Pour Yves Bonnet, ancien directeur du renseignement français, cette arrestation est une bonne mesure : "C’est une interpellation de précaution. C’est une anticipation sur une action qui paraissait possible sinon probable. C’est toujours un moment délicat car on arrête quelqu’un qui n’a encore rien fait, explique-t-il sur l’antenne de FRANCE 24. On ne peut pas se permettre d’attendre qu’il passe à l’action pour faire ce qu’on appelle un flagrant délit, c’est beaucoup trop dangereux."
Des liens avec Anders Behring Breivik ?
Connu pour ses sympathies pour la droite la plus extrême, le Norvégien avait attiré tout spécialement l’attention des enquêteurs après être apparu sur la liste des 530 personnes à avoir reçu le manifeste d’Anders Behring Breivik, l’auteur de la tuerie d’Utoya en juillet 2011.
Malgré ce lien entre les deux hommes, Varg Vikernes n’a pas hésité à se moquer de son compatriote sur son blog le qualifiant de "sioniste" et lui souhaitant de se suicider : "Tu as tué plus de Norvégiens que ce qu'a fait la population musulmane en Norvège ces 40 dernières années et tu prétends être un nationaliste norvégien et un combattant patriote (aux côtés de tes maîtres juifs) contre l'islam, pour nous protéger contre leurs crimes ? Je suis désolé de te dire cela mais tu fais une grosse erreur."
Sur son site aux propos violents, racistes et antisémites, il prend également à partie la population française à laquelle il demande de voter pour le Front national : "J'habite en Norvège, le dernier État soviétique de l'Europe, et je n'ai aucun parti acceptable pour lequel voter, tandis que vous avez cette possibilité. Vous pouvez voter FN et voir votre nation retourner à sa grandeur", clame-t-il dans un texte intitulé "Chère France".
Un chanteur de black metal meurtrier
Varg Vikernes n'est pas un militant néonazi lambda. Connu aussi sous le nom Count Grishnackh, il est une figure du black metal norvégien. Au début des années 1990, il s’est fait connaître au sein du groupe Burzum. Mais en 1993, à l’âge de 21 ans, le chanteur est arrêté après avoir tué de plus de 20 coups de couteau, un de ses anciens amis, Øystein Aarseth, dit Euronymous et membre du groupe Mayhem. À l’époque, alors que les médias avaient mis en avant un conflit d’argent ou une lutte de pouvoir au sein de ce mouvement musical, Varg Vikernes avait pour sa part plaidé la légitime défense. "Le gars que j’ai tué voulait me tuer. Je l’ai donc arrêté avant", avait-il raconté dans une interview.

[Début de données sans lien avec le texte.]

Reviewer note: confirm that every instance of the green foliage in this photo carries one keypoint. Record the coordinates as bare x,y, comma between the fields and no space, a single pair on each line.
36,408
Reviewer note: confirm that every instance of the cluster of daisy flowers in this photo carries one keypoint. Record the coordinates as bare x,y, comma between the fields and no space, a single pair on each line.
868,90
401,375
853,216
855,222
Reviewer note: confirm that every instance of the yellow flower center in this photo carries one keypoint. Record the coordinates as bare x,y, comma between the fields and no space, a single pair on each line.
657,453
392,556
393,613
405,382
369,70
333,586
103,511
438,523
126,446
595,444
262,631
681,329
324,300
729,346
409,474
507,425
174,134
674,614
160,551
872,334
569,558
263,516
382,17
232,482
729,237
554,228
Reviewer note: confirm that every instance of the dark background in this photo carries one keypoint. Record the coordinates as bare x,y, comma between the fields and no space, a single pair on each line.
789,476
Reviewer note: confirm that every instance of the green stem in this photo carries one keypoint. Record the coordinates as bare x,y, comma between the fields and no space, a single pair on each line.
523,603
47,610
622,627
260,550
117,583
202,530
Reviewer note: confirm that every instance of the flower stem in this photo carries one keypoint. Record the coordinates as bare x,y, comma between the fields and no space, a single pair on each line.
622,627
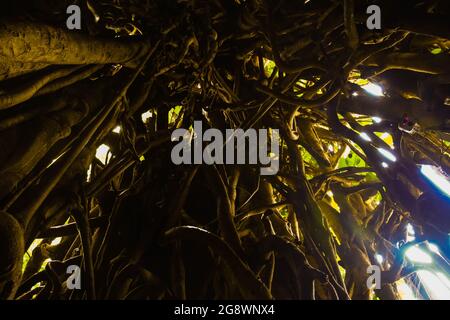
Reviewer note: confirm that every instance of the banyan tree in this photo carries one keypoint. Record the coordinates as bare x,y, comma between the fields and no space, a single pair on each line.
87,181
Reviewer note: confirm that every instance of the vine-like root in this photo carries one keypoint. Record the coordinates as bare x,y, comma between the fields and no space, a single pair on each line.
11,253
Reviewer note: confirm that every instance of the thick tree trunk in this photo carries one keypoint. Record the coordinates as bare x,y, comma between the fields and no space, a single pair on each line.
30,46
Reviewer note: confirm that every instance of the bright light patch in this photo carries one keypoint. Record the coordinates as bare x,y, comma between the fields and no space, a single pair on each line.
415,254
410,229
365,136
146,115
405,291
434,248
387,154
373,89
410,233
379,258
56,241
376,119
103,153
435,287
437,177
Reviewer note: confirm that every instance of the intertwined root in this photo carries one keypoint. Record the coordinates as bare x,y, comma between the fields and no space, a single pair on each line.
11,254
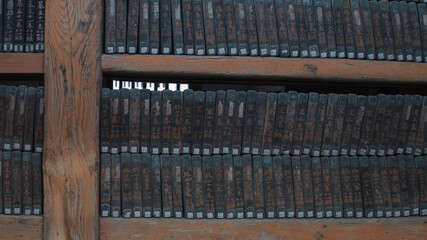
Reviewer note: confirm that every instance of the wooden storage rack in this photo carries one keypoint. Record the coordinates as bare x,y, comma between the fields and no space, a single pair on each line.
73,65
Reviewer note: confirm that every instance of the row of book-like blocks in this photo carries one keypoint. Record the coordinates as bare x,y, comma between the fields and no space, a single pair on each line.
21,118
21,183
145,185
230,122
22,25
287,28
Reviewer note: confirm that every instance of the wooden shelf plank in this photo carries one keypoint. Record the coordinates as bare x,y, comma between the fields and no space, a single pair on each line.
321,70
72,88
21,227
22,63
385,228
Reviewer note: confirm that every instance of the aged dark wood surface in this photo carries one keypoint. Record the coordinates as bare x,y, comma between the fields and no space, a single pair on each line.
332,229
72,90
318,70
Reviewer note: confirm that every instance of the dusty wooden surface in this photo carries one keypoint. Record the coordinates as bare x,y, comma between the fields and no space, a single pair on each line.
21,227
259,67
72,85
331,229
22,63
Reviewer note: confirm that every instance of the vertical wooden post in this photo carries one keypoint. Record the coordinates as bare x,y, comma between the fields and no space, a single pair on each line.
72,89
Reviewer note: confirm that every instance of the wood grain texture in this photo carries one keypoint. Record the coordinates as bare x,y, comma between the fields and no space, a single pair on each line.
322,70
22,63
21,227
72,91
332,229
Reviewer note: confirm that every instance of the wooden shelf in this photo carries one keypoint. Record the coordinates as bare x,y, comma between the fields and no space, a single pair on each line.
22,63
385,228
21,227
255,68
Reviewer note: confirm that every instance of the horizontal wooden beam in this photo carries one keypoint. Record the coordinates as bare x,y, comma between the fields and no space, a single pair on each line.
385,228
22,63
21,227
255,68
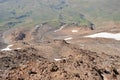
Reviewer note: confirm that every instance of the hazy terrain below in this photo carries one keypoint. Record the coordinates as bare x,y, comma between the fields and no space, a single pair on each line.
82,12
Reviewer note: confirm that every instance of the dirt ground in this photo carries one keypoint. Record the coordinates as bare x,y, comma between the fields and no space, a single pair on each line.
44,54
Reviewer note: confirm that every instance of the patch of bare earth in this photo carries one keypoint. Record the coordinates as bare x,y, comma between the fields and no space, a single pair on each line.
78,64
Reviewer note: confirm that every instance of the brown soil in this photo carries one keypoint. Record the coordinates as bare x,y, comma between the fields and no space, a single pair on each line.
81,58
29,64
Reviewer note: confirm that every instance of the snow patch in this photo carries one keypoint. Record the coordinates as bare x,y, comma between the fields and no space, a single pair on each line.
18,48
74,31
7,48
105,35
68,38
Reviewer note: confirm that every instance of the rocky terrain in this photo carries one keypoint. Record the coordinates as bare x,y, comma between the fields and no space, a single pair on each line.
73,63
46,53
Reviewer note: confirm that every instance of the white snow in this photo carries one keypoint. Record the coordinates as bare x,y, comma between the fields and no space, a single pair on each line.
74,31
60,28
69,38
59,59
18,48
7,48
105,35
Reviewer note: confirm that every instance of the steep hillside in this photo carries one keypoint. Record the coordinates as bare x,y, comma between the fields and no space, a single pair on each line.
28,12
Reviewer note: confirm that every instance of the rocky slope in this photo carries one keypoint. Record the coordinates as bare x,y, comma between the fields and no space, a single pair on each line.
73,63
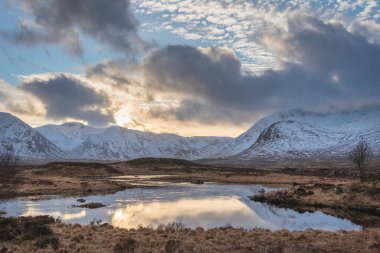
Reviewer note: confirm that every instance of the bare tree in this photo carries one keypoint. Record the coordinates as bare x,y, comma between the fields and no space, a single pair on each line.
358,155
8,163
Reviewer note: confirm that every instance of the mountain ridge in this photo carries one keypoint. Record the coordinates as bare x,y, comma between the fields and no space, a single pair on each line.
291,134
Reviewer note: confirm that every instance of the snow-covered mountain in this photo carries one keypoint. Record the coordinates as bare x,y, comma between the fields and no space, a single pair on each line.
118,143
302,134
288,134
24,141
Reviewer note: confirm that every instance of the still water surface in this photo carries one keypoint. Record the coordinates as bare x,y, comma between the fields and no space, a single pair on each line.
209,205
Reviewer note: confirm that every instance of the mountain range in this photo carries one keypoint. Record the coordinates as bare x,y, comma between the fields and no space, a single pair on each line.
293,134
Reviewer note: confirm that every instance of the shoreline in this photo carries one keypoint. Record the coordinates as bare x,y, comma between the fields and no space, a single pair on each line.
54,236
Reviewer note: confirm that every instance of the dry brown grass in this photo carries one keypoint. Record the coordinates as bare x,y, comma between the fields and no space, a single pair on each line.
105,238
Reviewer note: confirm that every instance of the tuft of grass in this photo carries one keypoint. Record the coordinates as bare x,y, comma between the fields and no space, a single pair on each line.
126,245
25,228
172,246
91,205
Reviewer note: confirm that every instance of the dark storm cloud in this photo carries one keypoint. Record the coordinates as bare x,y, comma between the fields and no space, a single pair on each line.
62,21
66,97
112,70
330,67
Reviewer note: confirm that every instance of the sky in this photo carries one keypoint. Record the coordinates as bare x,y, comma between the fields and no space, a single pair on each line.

Se revendiquant de la religion Ásatrú, une manifestation du néo-paganisme germanique, le musicien, farouchement anti-chrétien, a aussi été reconnu coupable lors de son procès de l’incendie de trois églises et du vol de 150 kilos d’explosifs. C’est avec un sourire que le jeune homme avait réagi à l’énoncé du verdict, le condamnant à 21 ans de prison.
Après une tentative d’évasion en 2003, Varg Vikernes bénéficie finalement d’une libération conditionnelle en 2009. C’est à cette époque qu’il décide de quitter son pays et de s’installer dans l’Hexagone, après son mariage avec Marie Cachet, une Française. Kristian Vikernes et son épouse sont actuellement en garde à vue. Leurs enfants, qui n’étaient pas scolarisés, auraient été pris en charge par la mère de la jeune femme.